Over the past five years AD related research and trials increasingly incorporate and validate technology-driven tools to monitor disease progression and severity, with growing focus on tracking speech patterns and cognition through automated assessments. In 2021, 8.1% of digital health technologies in trials specifically tracked speech, while 14.0% tracked cognition in general. 12 Technology-based cognitive assessments can streamline patient screening, with cost-effective, automated methods that accelerate patient identification. Due to self-administration, they can widen patient outreach beyond traditional networks, 13 providing objective data, facilitating monitoring and diagnostic solutions for both clinical trials and healthcare.14,15 Among them, speech-based digital cognitive assessments offer an appealing avenue for a remote, low-burden and non-invasive pre-screening and screening process for cognitive impairment. 16 Unlike traditional pen-and-paper tests, speech analysis captures a variety of fine-grained paralinguistic (i.e., prosody, intonation, rhythm, etc.) and linguistic features (i.e., semantic clustering, lexical word frequencies, learning slopes, etc.) that provide deeper insights into one's cognitive state. Automatic speech recognition and machine learning algorithms can now objectively and automatically extract these features, 17 which are challenging to quantify by human evaluators and therefore underutilized in routine clinical practice.
Speech impairments can precede the clinical manifestations of dementia by years, with early indicators including reduced lexical complexity and increased conversational fillers and non-specific nouns.18,19 Subtle speech changes were recently linked to amyloid-β pathology in patients with subjective cognitive decline (SCD) even without associations with gold-standard language tests. 20 Moreover, language closely relates with memory, attention, and executive functioning, providing insights into general cognitive abilities. 21 Cassaleto et al. 22 showed that in AD, the total immediate recall of the California Verbal Learning Test correlated with language processing, attentional and executive control, alongside brain volumetric changes. Further, Possemis et al. 23 and ter Huurne et al. 24 demonstrated correlations between automatically extracted 15-Verbal Learning Test (VLT) and Semantic Verbal Fluency (SVF) features with global cognition, semantic memory and executive function in early-stage cognitive decline participants. However, variability in these associations highlights the need for further validation.

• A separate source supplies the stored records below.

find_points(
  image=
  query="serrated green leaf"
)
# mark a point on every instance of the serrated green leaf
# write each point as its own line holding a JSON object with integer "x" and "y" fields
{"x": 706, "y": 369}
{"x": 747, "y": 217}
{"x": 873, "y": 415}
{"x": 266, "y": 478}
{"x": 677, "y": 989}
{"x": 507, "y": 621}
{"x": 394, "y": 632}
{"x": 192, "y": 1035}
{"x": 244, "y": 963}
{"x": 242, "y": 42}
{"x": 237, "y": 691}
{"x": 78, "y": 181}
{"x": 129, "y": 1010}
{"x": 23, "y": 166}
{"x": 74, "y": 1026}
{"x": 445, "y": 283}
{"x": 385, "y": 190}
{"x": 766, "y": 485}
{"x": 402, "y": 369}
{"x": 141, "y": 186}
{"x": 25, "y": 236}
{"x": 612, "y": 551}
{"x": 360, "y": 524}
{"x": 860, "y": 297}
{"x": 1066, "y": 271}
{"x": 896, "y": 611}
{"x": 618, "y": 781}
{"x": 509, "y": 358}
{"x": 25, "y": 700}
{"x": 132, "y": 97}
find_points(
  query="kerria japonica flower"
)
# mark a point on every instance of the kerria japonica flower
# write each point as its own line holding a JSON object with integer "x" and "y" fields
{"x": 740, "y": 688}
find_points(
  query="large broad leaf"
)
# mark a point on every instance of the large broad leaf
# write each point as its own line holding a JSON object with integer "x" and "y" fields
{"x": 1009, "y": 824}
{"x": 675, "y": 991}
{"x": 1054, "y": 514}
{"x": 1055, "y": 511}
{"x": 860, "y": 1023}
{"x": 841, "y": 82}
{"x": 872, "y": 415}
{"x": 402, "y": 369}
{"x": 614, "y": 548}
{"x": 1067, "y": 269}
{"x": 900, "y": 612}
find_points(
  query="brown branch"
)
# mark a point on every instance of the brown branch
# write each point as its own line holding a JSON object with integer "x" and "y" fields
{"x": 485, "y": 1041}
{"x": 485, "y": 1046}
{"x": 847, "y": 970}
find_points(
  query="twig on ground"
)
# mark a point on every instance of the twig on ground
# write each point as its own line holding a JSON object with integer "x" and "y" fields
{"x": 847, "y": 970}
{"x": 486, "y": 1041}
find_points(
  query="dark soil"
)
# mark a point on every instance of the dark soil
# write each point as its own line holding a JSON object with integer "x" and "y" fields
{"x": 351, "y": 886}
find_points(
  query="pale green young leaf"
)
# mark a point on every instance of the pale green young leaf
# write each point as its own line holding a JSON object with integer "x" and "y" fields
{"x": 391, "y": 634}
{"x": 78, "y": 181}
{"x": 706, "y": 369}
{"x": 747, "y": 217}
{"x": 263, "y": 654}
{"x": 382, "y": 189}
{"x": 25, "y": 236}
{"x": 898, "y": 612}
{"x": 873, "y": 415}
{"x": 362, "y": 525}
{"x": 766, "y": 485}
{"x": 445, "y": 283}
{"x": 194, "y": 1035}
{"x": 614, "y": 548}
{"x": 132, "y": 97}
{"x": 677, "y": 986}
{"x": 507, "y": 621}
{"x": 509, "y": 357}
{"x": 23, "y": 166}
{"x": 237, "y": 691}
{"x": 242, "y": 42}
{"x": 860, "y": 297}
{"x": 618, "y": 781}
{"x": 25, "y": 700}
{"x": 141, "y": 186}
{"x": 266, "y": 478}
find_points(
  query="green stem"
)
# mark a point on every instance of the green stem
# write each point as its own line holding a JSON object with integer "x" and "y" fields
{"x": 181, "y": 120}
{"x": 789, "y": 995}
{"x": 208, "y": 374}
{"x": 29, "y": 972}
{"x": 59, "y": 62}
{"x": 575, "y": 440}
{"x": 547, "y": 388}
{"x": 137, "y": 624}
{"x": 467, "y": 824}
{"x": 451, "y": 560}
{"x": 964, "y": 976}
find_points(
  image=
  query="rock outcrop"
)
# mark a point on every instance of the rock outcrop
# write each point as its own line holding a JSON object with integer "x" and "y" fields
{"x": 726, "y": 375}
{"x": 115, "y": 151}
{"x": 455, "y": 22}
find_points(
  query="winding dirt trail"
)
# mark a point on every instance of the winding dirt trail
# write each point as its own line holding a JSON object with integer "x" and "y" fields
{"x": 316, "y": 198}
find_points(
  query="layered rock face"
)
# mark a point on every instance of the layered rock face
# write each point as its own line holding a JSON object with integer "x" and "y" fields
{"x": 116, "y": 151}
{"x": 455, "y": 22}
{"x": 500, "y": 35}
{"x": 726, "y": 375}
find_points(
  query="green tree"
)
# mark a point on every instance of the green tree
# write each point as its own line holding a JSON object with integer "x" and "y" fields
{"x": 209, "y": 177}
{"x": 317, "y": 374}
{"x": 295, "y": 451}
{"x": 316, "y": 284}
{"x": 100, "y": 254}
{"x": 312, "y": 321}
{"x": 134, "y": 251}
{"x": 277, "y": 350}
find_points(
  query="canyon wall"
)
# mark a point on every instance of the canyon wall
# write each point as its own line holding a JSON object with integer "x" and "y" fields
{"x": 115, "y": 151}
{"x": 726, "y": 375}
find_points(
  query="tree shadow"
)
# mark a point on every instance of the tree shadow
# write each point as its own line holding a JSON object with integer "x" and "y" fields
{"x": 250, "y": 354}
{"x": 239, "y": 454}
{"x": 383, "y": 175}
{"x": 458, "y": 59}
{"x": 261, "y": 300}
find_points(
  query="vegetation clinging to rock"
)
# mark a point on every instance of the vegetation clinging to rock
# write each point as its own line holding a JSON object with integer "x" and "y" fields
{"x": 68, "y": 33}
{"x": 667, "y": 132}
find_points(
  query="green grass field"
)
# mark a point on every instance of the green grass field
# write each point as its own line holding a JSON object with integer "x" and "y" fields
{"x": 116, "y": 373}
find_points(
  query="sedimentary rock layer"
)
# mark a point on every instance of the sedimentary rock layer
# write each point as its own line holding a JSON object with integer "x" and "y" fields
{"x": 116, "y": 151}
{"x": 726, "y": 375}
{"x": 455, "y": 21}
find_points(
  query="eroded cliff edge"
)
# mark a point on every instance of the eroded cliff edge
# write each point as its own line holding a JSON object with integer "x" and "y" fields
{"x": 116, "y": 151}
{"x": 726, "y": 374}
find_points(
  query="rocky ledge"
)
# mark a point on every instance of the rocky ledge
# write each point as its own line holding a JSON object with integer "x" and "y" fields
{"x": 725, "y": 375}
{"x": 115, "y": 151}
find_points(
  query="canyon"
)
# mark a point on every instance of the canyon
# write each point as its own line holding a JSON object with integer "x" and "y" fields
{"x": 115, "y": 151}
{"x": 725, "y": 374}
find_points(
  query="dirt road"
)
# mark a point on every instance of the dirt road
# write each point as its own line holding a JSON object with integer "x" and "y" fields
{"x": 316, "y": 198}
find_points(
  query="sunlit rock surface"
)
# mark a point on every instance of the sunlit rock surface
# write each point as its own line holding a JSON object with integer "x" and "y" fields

To meet the demands of early screening of MCI, an automated, remote and phone-based screening battery was created encompassing speech-related neurocognitive tests (SVF and VLT). 16 This allows the automatic extraction of speech-based cognitive measures alongside classical cognitive scores. This study aimed to: (a) explore how the extracted and validated speech-based digital cognitive assessment composite score (SB-C), integrating fine-grained speech-based features, associated with gold-standard neurocognitive assessment methods; (b) investigate associations between automatically extracted speech-based domain-specific composite scores (learning/memory, executive function, processing speed) with respective domain-specific neuropsychological assessments; (c) evaluate the accuracy of the SB-C in classifying diagnostic groups compared to gold-standard neurocognitive scores. The overarching goal was to assess the effectiveness and sensitivity of a fully remote speech-based digital cognitive assessment and its speech-based composite scores as reliable tools for MCI detection compared to conventional pen-and-paper neuropsychological tests.
Methods
Study participants
All data were collected from a population participating in the multilingual Screening over Speech in Unselected Populations for Clinical Trials in AD (PROSPECT-AD) study, a multicentered longitudinal observational study. 3 For the purposes of the present study, participant data were specifically used from the German longitudinal cohorts DELCODE 25 and DESCRIBE. 26 From a subset of 190 participants that were included at the baseline of PROSPECT-AD, N = 21 were healthy controls (HC), N = 110 were reported as patients with SCD and N = 59 were reported as patients with MCI. Diagnosis was based on a review process focusing on neuropsychological and clinical observations and not necessarily on biomaterial. Specifically, in the DELCODE study, patients were classified as SCD when upon evaluation they reported cognitive decline causing concern and sought evaluation at the memory clinic within the last 6 months to 5 years. They also scored within the normal range (1.5 SD) on all of the Consortium to Establish a Registry for Alzheimer's Disease (CERAD) tests during their diagnostic evaluation. For MCI, patients had to score >−1.5 SD the normal range in the delayed recall of the CERAD word list, cognitive decline was reported by the patient, an informant, or the treating physician, and criteria for dementia were not met. In the DESCRIBE study, MCI (including amnestic and non-amnestic MCI) was classified based on the Winblad/Petersen criteria. 27 For both cohorts the NINDCS/ADRDA criteria (proposed by the National Institute of Neurological and Communicative Disorders and Stroke and the Alzheimer's Disease and Related Disorders Association) were used for AD diagnosis. 28
In general, inclusion criteria for PROSPECT-AD encompassed individuals aged 50 years or older, with cognitive status ranging from unimpaired to MCI (Clinical Dementia Rating (CDR) global score ≤0.5). Participants were required to be proficient in German with sufficient language skills to understand the consent form, have no hearing loss, possess the capacity to provide consent themselves or have consenting caregivers, and complete a signed and dated informed consent form. Further, important exclusion criteria were the absence of unstable systemic illness/organ dysfunction, substance abuse, sleep deprivation, psychotic disorder and moderate-severe depression.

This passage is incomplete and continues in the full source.